AMR Article – IVSA and IPSF

Antimicrobial Resistance Awareness

Team up to take AMR down

Recent research has shown that bacteria isolated from a soldier who died in World War I was in fact a superbug resistant to penicillin and other antibiotics. This is a natural phenomenon.Antimicrobial resistance (AMR) occurs when microorganisms have an internal error in replication or when the traits for resistance are exchanged between the organisms. While natural, misuse of antimicrobials can also accelerate this process.
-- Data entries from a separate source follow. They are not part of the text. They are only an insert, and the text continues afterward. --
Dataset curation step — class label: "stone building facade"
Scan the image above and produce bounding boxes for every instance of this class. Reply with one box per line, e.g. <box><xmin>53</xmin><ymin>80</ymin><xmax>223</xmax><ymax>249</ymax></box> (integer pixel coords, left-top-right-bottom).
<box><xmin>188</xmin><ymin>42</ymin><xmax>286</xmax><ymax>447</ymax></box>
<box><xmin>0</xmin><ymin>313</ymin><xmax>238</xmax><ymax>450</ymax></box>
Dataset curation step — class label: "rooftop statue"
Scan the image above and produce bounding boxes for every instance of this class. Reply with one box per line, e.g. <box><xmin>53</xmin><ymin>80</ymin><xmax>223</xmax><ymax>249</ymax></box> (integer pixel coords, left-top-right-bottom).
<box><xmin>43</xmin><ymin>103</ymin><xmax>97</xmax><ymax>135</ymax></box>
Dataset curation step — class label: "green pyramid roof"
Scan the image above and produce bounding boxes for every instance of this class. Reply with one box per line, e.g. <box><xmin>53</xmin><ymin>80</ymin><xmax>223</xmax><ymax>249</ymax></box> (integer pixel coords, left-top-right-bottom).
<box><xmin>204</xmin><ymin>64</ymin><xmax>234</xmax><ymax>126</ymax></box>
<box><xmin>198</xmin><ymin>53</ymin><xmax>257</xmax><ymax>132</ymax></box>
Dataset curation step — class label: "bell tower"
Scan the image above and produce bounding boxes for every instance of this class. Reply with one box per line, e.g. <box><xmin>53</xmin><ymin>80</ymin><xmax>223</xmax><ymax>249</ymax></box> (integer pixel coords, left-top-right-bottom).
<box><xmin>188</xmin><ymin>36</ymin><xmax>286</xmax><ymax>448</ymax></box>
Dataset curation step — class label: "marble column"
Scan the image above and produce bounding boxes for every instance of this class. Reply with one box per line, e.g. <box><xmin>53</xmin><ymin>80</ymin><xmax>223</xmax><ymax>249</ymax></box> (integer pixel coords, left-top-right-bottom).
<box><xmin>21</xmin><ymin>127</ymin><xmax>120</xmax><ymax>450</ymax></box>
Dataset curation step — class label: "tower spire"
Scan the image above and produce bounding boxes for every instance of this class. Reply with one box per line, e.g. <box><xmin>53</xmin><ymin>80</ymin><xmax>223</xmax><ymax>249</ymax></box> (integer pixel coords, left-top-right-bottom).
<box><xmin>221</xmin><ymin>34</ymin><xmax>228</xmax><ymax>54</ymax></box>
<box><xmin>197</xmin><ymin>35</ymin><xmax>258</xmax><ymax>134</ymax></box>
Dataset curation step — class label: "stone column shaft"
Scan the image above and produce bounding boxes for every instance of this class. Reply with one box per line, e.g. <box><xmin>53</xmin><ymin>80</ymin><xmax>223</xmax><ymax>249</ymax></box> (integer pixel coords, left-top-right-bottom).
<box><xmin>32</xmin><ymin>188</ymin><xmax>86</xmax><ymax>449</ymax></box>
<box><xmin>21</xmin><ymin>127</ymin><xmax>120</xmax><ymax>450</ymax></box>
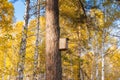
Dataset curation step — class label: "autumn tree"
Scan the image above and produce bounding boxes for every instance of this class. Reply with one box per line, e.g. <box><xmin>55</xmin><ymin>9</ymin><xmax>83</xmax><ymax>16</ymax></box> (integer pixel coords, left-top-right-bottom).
<box><xmin>18</xmin><ymin>0</ymin><xmax>30</xmax><ymax>80</ymax></box>
<box><xmin>46</xmin><ymin>0</ymin><xmax>62</xmax><ymax>80</ymax></box>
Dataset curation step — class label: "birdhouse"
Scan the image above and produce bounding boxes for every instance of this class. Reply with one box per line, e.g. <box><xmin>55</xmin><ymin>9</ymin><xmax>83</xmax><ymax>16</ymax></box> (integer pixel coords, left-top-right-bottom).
<box><xmin>59</xmin><ymin>38</ymin><xmax>69</xmax><ymax>50</ymax></box>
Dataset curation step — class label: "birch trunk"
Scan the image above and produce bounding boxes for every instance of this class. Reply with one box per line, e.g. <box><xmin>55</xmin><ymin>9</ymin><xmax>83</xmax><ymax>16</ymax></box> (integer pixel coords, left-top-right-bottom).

This is a threat because our ability to cure common infectious diseases will be reduced, leading to the need for stronger medication or even the inability to cure diseases. For example, according to the World Health Organization (WHO), in 2012 alone there were about 450 000 new cases of multidrug-resistant tuberculosis (cite). There are already 10 countries where last resort treatment for gonorrhoea (third-generation cephalosporins) has failed (cite). Resistance has also been a concern with malaria, HIV, and influenza treatment. As a direct result of AMR, we see an increase in mortality from previously treatable diseases, control of infectious diseases becomes more complicated and health care costs increase,.   In addition, the WHO Antimicrobial Resistance Global Report on Surveillance 2014 stated, “The pipeline for the development of new antibacterial drugs is now virtually empty.” (cite) In fact, only one new class of antibiotics has been developed during the past 30 years and certain microorganisms have developed resistance against all antibiotics currently available (cite).

This paints a bleak picture, but there is hope.  The International Pharmaceutical Students’ Federation (IPSF) and the International Veterinary Students’ Association (IVSA) have come together to promote the responsible use of antimicrobials in animals and humans, and to highlight the role these two profession play in advancing health around the world.  As future professionals, we have the responsibility to ensure that the conditions that lead to AMR are controlled and prevented,. Additionally, we are working to disseminate information about AMR, by raising awareness about its causes,  consequences, and appropriate action.

Interprofessional collaboration between pharmacists and veterinarians is of great importance to change the landscape of AMR. We believe that the role of the pharmacist is to speak out when there is an over-prescription of certain drugs.As health professionals, they have a responsibility to make sure the correct antimicrobial isgiven for the correct type of microorganism.  In addition, veterinarians, as well as medical doctors, should critically consider the use of antibiotics, and base the decision on detection of the correct type of microorganisms whenever possible.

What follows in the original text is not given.